先别说此时此刻绝对不能掀开盖头,不然就落实他勾结的莫须有罪名。还有另一点,也是更重要的一点,他堂堂的大魏太子,岂能让一群突厥人威逼,不顾礼仪底线,做出妥协之事。不然将来传出去,或者是在史书中,没得落了污名。

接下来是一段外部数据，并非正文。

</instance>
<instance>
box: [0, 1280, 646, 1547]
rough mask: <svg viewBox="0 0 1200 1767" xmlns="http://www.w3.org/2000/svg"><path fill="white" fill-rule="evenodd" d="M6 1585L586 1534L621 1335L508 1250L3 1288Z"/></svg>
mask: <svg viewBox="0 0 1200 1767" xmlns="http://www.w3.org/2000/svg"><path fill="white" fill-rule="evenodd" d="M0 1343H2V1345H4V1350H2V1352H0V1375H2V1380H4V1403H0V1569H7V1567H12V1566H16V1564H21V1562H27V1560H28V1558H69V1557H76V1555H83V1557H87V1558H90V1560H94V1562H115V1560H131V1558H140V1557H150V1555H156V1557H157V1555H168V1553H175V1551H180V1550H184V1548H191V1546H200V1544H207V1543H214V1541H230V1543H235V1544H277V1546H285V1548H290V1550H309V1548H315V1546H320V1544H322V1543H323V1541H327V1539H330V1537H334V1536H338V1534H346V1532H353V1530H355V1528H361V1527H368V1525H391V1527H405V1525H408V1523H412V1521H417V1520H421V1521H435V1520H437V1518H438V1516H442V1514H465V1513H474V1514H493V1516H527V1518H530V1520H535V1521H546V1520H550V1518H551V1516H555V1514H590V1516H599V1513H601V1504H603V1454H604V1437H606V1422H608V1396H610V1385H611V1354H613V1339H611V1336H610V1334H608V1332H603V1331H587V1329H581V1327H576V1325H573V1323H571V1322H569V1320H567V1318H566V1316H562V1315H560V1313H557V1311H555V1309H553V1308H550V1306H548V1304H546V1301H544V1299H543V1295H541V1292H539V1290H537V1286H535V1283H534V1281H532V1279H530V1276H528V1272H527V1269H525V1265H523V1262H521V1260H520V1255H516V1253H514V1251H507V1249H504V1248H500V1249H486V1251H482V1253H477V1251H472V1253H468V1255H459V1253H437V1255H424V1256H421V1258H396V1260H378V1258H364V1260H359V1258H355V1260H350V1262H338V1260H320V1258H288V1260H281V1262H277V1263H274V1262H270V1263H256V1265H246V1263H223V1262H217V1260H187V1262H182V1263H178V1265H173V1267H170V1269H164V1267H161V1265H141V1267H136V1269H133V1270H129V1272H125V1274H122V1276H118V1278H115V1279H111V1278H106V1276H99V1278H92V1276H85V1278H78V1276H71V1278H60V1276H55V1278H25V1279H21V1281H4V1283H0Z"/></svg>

今时今日,就算是与突厥人兵戎相见,他也绝对不会掀开新娘的盖头。
看到魏泰态度坚决,突厥王泰朗也沉下了脸,鹰目微闪,皮笑肉不笑地说道:“魏太子,你就掀开盖头,证明你的清白又有何妨。不然落得一个与敌人勾结,违逆突厥的名头,可让我们放不下心来与你合作。”
听到泰朗最后一句话,魏泰的眼神一闪,却没有动作,而是继续冷着一张脸,一副绝退让的模样。
两方各不相让,就此陷入了僵持,大厅里面静得几乎落针可闻。
如今凝固了许久,就在突厥王的耐心告罄,开口呼叫来人的时候,一直安安静静地站在一旁的新娘突然动了动,众人的心也随之动了一下,紧紧地盯着她,期待着这个绝世美人会做出什么反应。
魏泰是最先发现身边人异动的人,他的瞳孔一缩,立马抓住了她的手。然而新娘却慢慢地拨开他的手,缓缓地走到前头,随之而来的,是一阵低沉的笑声缓缓地从红盖头下面传来。
此时此刻,众人没有发现,不管是腾格里塔拉还是魏泰,俱是惊诧地瞪大了双眼,怔怔地看着那个已经把手伸到红盖头下边的新娘,因为他们也被新娘的动作给吸引了注意力,屏住了呼吸。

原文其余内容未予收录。